Programs as Values, Part III: Explicit Control Flow

At the end of Part II, we arrived at a description of the programs as values paradigm: we represent effects as datatypes (i.e. programs as values), and we use functions to assemble big programs out of smaller ones, until the last instruction in main translates them to actual side effects.
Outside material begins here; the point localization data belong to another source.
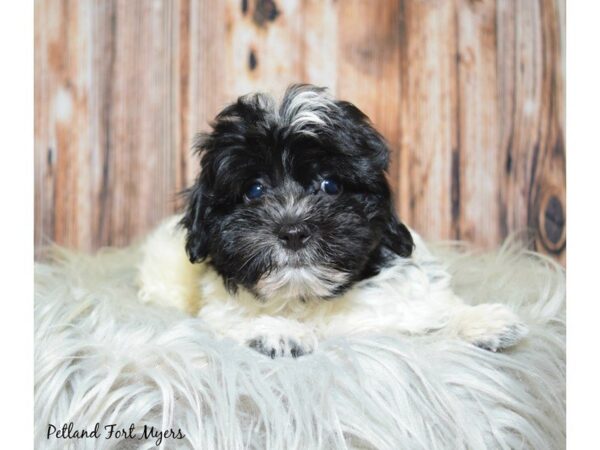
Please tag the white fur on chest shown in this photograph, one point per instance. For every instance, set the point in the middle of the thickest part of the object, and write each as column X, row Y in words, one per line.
column 412, row 296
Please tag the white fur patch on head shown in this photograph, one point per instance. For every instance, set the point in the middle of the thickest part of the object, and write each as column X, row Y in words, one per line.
column 305, row 108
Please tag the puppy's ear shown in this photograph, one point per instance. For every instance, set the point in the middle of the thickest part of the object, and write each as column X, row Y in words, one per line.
column 397, row 237
column 194, row 221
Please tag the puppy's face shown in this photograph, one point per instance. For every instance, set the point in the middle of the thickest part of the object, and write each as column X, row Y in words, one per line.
column 292, row 200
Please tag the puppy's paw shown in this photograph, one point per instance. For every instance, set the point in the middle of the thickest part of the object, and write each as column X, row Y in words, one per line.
column 492, row 327
column 278, row 346
column 277, row 337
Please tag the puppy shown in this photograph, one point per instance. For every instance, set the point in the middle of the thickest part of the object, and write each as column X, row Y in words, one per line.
column 290, row 236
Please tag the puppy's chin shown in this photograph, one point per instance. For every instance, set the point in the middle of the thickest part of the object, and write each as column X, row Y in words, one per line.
column 301, row 282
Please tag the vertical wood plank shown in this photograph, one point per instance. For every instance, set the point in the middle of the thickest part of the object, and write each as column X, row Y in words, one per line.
column 61, row 118
column 478, row 151
column 429, row 118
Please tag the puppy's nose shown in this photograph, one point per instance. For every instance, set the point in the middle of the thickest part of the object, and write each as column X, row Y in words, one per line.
column 294, row 236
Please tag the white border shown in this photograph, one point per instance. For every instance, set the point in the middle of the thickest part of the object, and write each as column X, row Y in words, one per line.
column 16, row 237
column 583, row 224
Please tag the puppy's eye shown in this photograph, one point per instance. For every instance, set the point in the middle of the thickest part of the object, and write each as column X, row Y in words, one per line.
column 330, row 187
column 255, row 190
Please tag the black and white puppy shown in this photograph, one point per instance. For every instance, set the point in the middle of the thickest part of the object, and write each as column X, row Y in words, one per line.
column 290, row 236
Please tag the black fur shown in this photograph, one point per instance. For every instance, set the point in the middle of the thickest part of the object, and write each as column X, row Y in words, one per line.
column 355, row 232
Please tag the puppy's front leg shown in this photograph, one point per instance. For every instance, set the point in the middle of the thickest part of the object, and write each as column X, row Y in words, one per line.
column 278, row 336
column 491, row 326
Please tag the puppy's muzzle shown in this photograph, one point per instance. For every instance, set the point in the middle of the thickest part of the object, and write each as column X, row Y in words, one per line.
column 293, row 236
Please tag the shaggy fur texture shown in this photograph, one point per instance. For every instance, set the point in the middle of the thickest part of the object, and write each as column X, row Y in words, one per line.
column 102, row 357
Before diving more deeply in the structure of these datatypes, I’d like to expand on the two fundamental ideas:

We can represent execution through explicit combinators. We will see how this is possible even in the execution as evaluation paradigm.
Programs as values datatypes really do behave as values. We will show this with very simple examples based on cats.effect.IO.

Making execution explicit

In this section we will look at how to express execution via explicit combinators. We don’t yet know how to do it in programs as values, so we are going to do it in execution as evaluation. In particular we are looking to express the following program:

def p = {
  println("What's your name?")
  Thread.sleep(1000)
  val yourName = scala.io.StdIn.readLine()
  println(s"Hello, $yourName!")
  yourName.length
}

This type of sequential control flow is very natural in execution as evaluation, but on deeper thought it relies on two “magical” features: one is that a newline/semicolon between two instructions A and B means “execute A before B”, and the other is that we can refer to the result of an instruction in subsequent instructions by binding it to a val.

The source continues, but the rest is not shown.